C’est un documentaire drôle, touchant, stimulant, tourné aux antipodes, quelque part à 600 km au Sud de Buenos Aires, dans une région de l’Argentine où les indiens mapuches sont encore nombreux et cultivent leur langue et leur culture. Plus précisément à Bahia Blanca, une ville pas forcément présente sur les circuits touristiques de l’Amérique australe. Un film qui parle de gens qui font un métier dont généralement personne ne veut entendre parler bien que chacun en profite, un métier qui est particulièrement important dans un pays qui frise les records états-uniens de consommation de viande : Tato – qui sera notre fil conducteur –, sa jeune épouse, ses parents et ses voisins vivent de l’abattoir local. Pas n’importe quel abattoir puisque celui-ci est « sin patrones », sans patrons : suite à la grande crise économique et après un long conflit, l’abattoir, voué à la faillite, a été récupéré par une partie de ses ouvriers qui l’ont repris en autogestion.

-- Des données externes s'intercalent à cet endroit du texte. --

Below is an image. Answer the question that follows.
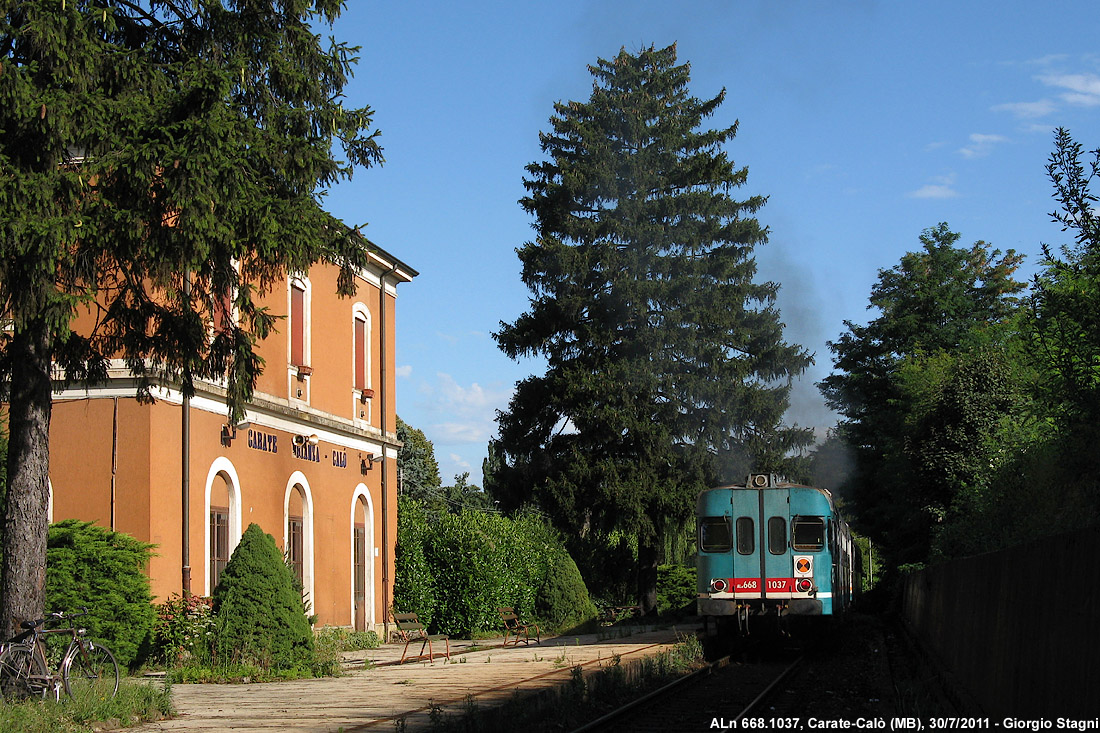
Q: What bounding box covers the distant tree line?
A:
[812,129,1100,565]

De ce conflit antérieur nous ne saurons rien car ce qui est fort et jubilatoire dans Sangre de mi sangre, c’est qu’il s’immerge dans une famille, et au-delà dans une communauté de vie et de travail où tout semble aller bon an mal pour le mieux ! C’est presque déstabilisant mais tellement revigorant ! Le jeune Tato et ses proches vivent simplement, dans l’harmonie, écoutent la radio, rigolent avec les enfants, font la fête parfois arrosée et évidemment vont aux aurores en vélo vers le travail qu’ils ont sauvé et dont ils édictent eux-mêmes les règles collectives. Bien sûr l’abattoir est une affaire de vie ou de mort, mais la caméra ne s’arrêtera pas, mi-horrifiée mi-fascinée, sur ce circuit économique qui se construit sur des vies animales qui s’arrêtent. Les ouvriers de Sangre de mi sangre, à l’image des Indiens des plaines qui demandaient pardon aux animaux qu’ils allaient tuer lors de la chasse, se contentent de travailler le strict nécessaire, bien loin de la recherche effrénée du profit par l’agro-industrie, juste pour assurer la pérennité de leur gagne-pain. Ce qu’on voit essentiellement de la vie dans l’abattoir, ce sont les pauses et les réunions entre ouvriers où l’on discute – âprement parfois – répartition juste des bénéfices, investissements… car l’autogestion n’est pas de tout repos. Mais malgré les haut et les bas, ce qui irradie le film, c’est le bonheur simple des protagonistes qui savent qu’ils travaillent pour eux en toute justice et légitimité, sans qu’ils soient opprimés par qui que ce soit et sans qu’eux-mêmes n’oppriment quiconque. Et ce film rappelle que le travail peut être dans ces conditions source d’épanouissement et de prise de conscience politique.
Et quand, vers la fin du film, on demande à un jeune enfant ce qu’il veut faire plus tard, et qu’il déclare avec un sourire lumineux qu’il veut travailler à l’abattoir, on comprend l’importance de la transmission de ces pratiques de vie rares que les Indiens mapuches ont su trouver. Jérémie Reichenbach, seul avec sa petite caméra, a réussi en quatre ans à se faire littéralement adopter par ces familles argentines. Il peut ainsi, en toute authenticité, faire passer ces valeurs.